M. L. Kueht1, E. Godfrey1, Z. Pallister1, S. Awad1  1Baylor College Of Medicine,Houston, TX, USA

Introduction:  The concept of delta MELD, the change in MELD score over a certain time period, has been shown to be a predictor of waitlist mortality, but not post-operative outcomes in liver transplantation. Liver transplantation is unique in that it improves liver function and transplant patients are generally free from significant cardiac disease; we sought to explore the effect of changing MELD scores on outcomes in non-transplant surgery.

Methods: We conducted a retrospective analysis of all emergency surgeries on patients with documented cirrhosis at the MEDVAMC between 2001 and 2012.  Delta MELD was calculated as the difference between MELD on the day of surgery (acute MELD) and a MELD calculated between 7 days and 9 months prior to the operation. Univariate analysis was used to identify predictors of 30-day mortality, intra- and post-operative complications, and disposition after discharge.
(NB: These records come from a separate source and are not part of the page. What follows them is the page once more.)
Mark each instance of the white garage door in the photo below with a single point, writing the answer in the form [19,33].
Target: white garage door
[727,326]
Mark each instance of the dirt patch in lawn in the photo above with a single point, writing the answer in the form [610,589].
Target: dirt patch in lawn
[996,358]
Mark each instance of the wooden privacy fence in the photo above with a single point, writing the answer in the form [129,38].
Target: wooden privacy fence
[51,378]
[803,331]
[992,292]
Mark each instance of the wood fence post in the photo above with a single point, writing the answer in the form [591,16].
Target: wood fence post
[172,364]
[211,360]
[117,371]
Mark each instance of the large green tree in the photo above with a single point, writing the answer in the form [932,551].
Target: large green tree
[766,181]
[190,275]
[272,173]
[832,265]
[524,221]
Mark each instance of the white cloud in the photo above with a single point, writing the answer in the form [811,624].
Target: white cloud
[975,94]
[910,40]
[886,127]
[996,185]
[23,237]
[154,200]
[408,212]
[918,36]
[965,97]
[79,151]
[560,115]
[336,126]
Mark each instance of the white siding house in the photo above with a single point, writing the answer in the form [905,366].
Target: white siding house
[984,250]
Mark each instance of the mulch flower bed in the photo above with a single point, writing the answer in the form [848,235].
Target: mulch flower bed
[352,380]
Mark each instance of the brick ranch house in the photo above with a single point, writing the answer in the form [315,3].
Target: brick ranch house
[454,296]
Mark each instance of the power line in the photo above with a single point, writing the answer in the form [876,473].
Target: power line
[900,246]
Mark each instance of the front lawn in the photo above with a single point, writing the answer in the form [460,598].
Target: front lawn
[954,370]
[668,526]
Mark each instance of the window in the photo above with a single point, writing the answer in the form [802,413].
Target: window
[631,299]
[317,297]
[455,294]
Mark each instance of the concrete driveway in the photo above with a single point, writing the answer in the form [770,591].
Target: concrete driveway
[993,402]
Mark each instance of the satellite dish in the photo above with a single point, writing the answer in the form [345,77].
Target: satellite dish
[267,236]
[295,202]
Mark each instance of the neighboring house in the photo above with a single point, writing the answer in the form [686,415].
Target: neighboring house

Results:Overall 30-day mortality was 15%.  Predictors of mortality were congestive heart failure (OR 5.57), serum creatinine on the day of surgery (OR 3.39), acute MELD (OR 1.43), and delta MELD (OR 1.34). The most common complication was the need for transfusion (39%).  Predictors of intraoperative complications were congestive heart failure (OR 9.32), coronary artery disease (OR 6.0), intra-abdominal surgery (OR 3.8), delta MELD (OR 1.23), and acute MELD (OR 1.19). Predictors of post-operative complications were intra-abdominal surgery (OR 3.92) and delta MELD (OR 1.22). 50% of patients needed transitional care.  Negative predictors of being discharged to home were INR on the day of surgery (OR 0.05), and acute MELD (OR 0.78).

Conclusion:Delta MELD and acute MELD performed equally well as predictors of intra-operative complications and 30-day mortality. However, only acute MELD was associated with the need for transitional care and only delta MELD was associated with post-operative complications.  The fact that the delta and acute MELD scores were predictive of different aspects of hospitalization suggests both may be of benefit in preparing for the logistics of emergency surgery in cirrhotic patients.